Critics of the lenders’ continued use of the 9.5 percent loophole heralded the inspector general’s audit. "The depth and breadth of Nelnet's failure to comply with the law is breathtaking, and the cost to taxpayers is staggering,” said Rep. George Miller (D-Calif.), the senior Democrat on the House of Representatives Committee on Education and the Workforce. "In an era of high budget deficits, we must be vigilant about ensuring that available tax dollars are used to provide affordable college loans to families, not to provide excessive subsidies to banks."

Miller and others, including Sen. Edward M. Kennedy (D-Mass.), who pushed the Education Department to look into the Nelnet matter, and watchdog groups like the Project on Student Debt, urged Spellings to back the inspector general. “The secretary of education should make sure that Nelnet pays back every penny they've wrongly claimed and should use the near $1.2 billion saved to help students and families pay for college,” said Michael Dannenberg of the New America Foundation, who has aggressively criticized the 9.5 percent rate practice.

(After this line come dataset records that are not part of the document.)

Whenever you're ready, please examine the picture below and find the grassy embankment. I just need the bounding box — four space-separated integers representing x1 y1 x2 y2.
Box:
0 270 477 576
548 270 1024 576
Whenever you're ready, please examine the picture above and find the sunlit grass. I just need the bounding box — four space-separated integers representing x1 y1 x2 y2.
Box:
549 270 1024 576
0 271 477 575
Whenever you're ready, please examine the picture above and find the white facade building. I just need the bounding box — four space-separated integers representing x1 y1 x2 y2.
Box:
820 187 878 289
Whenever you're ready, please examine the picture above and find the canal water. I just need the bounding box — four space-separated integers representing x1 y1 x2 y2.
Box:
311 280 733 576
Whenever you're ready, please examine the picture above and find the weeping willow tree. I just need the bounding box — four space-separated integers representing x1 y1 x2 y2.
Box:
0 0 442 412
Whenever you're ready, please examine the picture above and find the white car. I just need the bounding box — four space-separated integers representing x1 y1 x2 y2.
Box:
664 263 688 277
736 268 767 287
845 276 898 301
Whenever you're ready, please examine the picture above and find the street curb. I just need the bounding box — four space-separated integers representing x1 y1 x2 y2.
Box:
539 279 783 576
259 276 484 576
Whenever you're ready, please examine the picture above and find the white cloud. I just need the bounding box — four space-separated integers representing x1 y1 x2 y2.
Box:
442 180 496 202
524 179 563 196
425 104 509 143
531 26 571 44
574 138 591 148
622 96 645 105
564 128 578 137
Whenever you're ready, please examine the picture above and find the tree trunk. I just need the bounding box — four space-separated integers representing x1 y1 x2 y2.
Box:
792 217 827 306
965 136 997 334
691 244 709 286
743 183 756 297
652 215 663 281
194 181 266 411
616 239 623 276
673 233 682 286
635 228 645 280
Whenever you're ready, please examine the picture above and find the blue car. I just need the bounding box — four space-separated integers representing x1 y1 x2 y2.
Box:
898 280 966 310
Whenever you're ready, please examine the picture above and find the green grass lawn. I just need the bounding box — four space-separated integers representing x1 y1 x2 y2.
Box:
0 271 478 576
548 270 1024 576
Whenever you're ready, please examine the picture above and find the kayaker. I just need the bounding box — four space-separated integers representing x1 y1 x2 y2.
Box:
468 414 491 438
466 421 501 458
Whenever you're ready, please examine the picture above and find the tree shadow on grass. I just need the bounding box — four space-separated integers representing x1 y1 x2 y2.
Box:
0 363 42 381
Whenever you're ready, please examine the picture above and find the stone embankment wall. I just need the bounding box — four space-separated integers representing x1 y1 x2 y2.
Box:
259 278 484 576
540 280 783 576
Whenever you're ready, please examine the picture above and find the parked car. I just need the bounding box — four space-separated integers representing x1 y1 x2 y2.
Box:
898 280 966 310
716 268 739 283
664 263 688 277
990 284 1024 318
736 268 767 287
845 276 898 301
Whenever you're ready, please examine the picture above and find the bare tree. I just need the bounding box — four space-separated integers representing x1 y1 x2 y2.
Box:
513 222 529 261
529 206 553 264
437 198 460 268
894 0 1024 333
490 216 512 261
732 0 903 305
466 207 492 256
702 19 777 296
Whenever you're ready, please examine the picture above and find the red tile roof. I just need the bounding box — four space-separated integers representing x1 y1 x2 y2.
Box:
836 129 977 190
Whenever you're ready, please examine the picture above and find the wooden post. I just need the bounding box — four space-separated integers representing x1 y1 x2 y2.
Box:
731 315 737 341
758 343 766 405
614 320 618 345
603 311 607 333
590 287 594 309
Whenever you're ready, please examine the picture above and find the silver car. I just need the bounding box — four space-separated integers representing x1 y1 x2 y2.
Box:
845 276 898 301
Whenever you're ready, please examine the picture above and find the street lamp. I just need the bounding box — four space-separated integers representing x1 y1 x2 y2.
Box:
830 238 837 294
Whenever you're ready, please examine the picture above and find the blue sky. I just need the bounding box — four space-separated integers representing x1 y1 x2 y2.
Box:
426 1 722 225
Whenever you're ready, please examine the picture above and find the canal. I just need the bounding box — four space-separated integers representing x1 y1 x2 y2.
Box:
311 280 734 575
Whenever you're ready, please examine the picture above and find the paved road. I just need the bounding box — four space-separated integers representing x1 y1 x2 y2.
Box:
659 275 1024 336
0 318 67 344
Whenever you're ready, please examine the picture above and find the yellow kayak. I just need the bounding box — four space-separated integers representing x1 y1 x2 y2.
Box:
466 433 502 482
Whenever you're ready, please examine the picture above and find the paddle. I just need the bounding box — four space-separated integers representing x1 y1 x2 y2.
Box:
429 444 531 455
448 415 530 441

A spokeswoman for the Education Department, Katherine McLane, said that Spellings "takes protection of American taxpayers very seriously and is concerned about the issues raised in the inspector general's report." The department, she said, "is reviewing the report and will consider Nelnet's response before issuing a decision on how to proceed."

Watchdog groups fear that precedent favors Nelnet. Last summer, the inspector general released a similar audit recommending that the department collect $36 million that it concluded the New Mexico Educational Assistance Foundation had wrongly collected by taking advantage of the 9.5 percent rate loophole.

In that case, Spellings rejected the auditor’s findings.